Understanding the two vetted numbers:
CFR is the higher number based on the number of people who pass away, divided by the number of people who are sick enough to seek treatment and then get diagnosed with COVID-19. That number is easier to nail down early in a pandemic when testing is not widespread for obvious reasons. The only ones factored in are the ones actively engaged with the health care system. (Though time from onset to death causes fluctuation in the rate due to the lagging indicator and differs from the reported numbers because not all reported cases are ever confirmed.)
Current overall CFR best estimate: .4% or 4 in 1000 (see number broken down by age below in attached image.)
The health care system uses this number to help plan for the allocation of resources that they can predict they will need to devote to those patients who show severe symptoms to save as many lives as possible. (ie, the much touted “having enough hospital beds, ventilators,” etc.)
IFR is the lower number that reflects all people who become exposed and infected with SARS-Cov-2 and the proportion of those people who pass away. It is a much lower number for all viruses because it includes the people who don’t get sick at all, and the ones who only have minor symptoms and don’t seek medical treatment. This number is MUCH harder to pin down, also for obvious reasons. This requires MANY data collection points from across the world to be aggregated and vetted, and it also requires the widening of the testing net to include people in the general population who would otherwise have no reason to be tested. So, a solid attempt at publishing an IFR is impossible in the early stages of a pandemic.
Seeing that current best estimate from CDC is 35% asymptomatic that puts the IFR at .26% or 2.6 in 1000 (you can find these by age below as well, simply by multiplying the CFR by .65)

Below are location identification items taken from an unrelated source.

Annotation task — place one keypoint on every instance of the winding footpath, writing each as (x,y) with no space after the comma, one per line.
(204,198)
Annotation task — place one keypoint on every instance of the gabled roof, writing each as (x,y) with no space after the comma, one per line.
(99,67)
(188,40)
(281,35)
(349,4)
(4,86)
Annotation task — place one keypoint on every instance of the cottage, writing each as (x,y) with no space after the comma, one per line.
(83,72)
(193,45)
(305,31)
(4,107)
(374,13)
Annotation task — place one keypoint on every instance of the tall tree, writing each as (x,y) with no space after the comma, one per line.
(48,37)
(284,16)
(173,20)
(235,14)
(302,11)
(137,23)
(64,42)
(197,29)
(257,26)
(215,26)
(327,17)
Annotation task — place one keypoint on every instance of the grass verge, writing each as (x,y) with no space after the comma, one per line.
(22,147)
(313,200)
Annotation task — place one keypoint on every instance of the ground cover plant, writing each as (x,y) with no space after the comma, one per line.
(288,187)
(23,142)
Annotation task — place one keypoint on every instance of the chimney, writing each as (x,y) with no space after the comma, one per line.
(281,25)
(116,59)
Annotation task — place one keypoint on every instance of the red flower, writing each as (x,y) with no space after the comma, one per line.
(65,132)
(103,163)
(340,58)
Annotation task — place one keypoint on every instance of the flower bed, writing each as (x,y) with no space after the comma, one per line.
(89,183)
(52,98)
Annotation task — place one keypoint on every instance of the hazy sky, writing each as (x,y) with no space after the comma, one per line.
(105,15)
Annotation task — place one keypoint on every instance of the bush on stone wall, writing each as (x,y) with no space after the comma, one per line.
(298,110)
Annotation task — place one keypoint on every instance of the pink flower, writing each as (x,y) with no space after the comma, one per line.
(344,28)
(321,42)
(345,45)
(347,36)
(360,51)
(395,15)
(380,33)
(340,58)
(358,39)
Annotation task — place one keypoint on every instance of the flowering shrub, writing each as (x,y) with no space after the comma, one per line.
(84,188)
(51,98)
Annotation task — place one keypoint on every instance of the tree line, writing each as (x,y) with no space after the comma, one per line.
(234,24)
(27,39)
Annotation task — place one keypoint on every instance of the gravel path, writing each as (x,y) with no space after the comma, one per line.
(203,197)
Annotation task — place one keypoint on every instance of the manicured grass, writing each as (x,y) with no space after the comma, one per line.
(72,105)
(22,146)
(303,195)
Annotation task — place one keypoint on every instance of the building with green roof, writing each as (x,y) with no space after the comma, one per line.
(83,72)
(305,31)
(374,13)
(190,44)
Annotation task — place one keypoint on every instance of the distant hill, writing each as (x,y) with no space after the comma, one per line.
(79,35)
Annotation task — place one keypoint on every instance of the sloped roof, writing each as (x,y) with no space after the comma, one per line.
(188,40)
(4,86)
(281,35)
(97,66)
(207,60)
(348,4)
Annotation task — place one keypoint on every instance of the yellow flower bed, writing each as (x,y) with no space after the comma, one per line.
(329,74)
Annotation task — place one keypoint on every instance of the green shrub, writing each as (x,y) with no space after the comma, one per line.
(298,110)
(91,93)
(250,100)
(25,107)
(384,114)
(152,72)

This number is a better used for individuals in the community to measure the risk to themselves and their families. Because it represents how the disease statistically effects the general population. In other words, understanding the risk if they or their loved one were to be exposed to another person with the virus.
All of this must then be factored in to our best local indicators in order to assess your overall risk. Best local indicators are new hospitalization and new deaths. NOT new cases because new cases vary greatly depending on the local availability of testing. (Which is why comparing “spikes” in one country or even state to numbers somewhere else, is not productive.)